10.7k views
0 votes
Which of the following situations could have a regression line with a negative y-intercept?

1) The dependent variable decreases as the independent variable increases.
2) The dependent variable increases as the independent variable decreases.
3) The dependent variable increases as the independent variable increases.
4) The dependent variable decreases as the independent variable decreases.

User AsksAnyway
by
8.8k points

1 Answer

7 votes

Final answer:

Situations 1 and 2, where the dependent variable decreases as the independent variable increases or the dependent variable increases as the independent variable decreases, can result in a regression line with a negative y-intercept. This negative y-intercept indicates the starting value of the dependent variable is below zero when the independent variable is at zero.

Step-by-step explanation:

A regression line with a negative y-intercept can occur in various scenarios, typically when the plot of data points for the two variables of interest suggests that the dependent variable starts below the origin (where both dependent and independent variables are zero) when extending the line of best fit backwards.
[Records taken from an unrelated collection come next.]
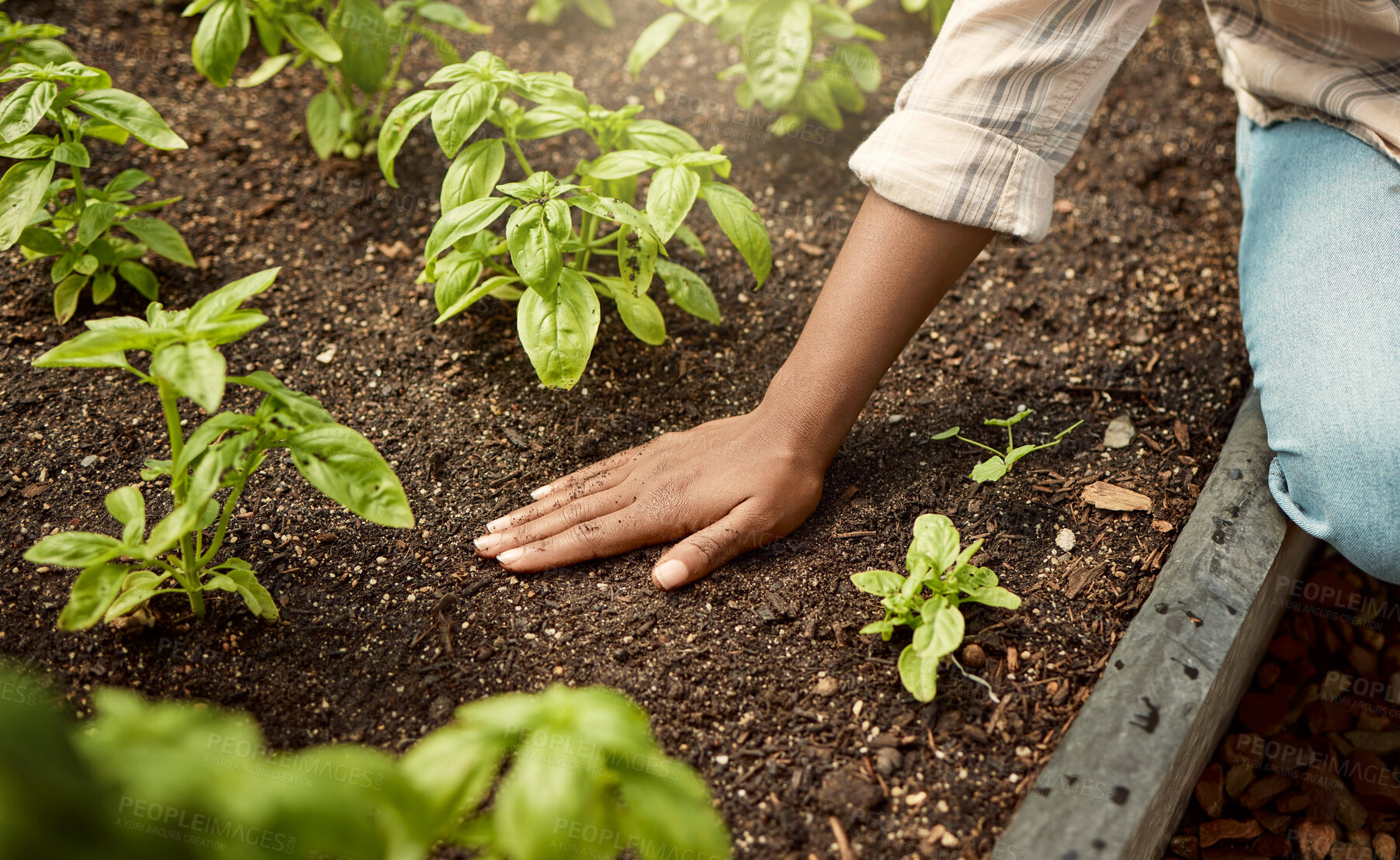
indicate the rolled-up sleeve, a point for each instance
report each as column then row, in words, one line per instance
column 999, row 108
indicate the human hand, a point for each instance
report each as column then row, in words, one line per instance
column 721, row 489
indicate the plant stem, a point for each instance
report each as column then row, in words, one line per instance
column 520, row 154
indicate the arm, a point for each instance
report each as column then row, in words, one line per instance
column 731, row 485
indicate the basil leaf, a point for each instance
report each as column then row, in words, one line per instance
column 557, row 329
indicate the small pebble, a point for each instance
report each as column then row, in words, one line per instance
column 1064, row 539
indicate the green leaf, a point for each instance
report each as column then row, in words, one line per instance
column 989, row 470
column 196, row 370
column 934, row 544
column 653, row 40
column 66, row 296
column 161, row 238
column 557, row 331
column 459, row 113
column 129, row 508
column 397, row 127
column 21, row 193
column 132, row 114
column 642, row 317
column 220, row 41
column 636, row 259
column 73, row 550
column 994, row 595
column 941, row 632
column 661, row 137
column 463, row 222
column 473, row 172
column 266, row 71
column 688, row 290
column 451, row 16
column 24, row 108
column 534, row 248
column 221, row 301
column 307, row 33
column 465, row 300
column 778, row 43
column 919, row 674
column 244, row 583
column 670, row 198
column 343, row 466
column 92, row 593
column 324, row 123
column 139, row 276
column 364, row 36
column 71, row 153
column 97, row 217
column 29, row 146
column 741, row 222
column 878, row 581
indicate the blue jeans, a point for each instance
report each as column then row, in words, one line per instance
column 1319, row 292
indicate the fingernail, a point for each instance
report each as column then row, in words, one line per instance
column 670, row 574
column 486, row 543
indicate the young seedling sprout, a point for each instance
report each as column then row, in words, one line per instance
column 1000, row 463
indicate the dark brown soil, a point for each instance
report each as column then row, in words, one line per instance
column 1128, row 307
column 1308, row 766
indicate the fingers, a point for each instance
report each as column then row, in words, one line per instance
column 581, row 477
column 550, row 524
column 607, row 536
column 598, row 482
column 741, row 530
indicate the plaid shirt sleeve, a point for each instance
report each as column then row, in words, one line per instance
column 999, row 108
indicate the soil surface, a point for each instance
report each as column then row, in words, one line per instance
column 1308, row 766
column 755, row 675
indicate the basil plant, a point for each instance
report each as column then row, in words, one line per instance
column 178, row 553
column 359, row 52
column 66, row 219
column 615, row 250
column 941, row 579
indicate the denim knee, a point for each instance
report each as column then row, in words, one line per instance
column 1342, row 484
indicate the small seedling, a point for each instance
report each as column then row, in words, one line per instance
column 66, row 219
column 120, row 576
column 935, row 566
column 1000, row 463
Here are the situations from the ones provided:

  • The dependent variable decreases as the independent variable increases (scenario 1).
  • The dependent variable increases as the independent variable decreases (scenario 2).

Both these scenarios can result in a negative y-intercept. For example, the relationship between price and quantity demanded often has a negative slope, indicating that as the price increases, consumers purchase less, which could result in a regression line that would intercept the y-axis below zero if the relationship is linear and extended back to where the price would theoretically be zero.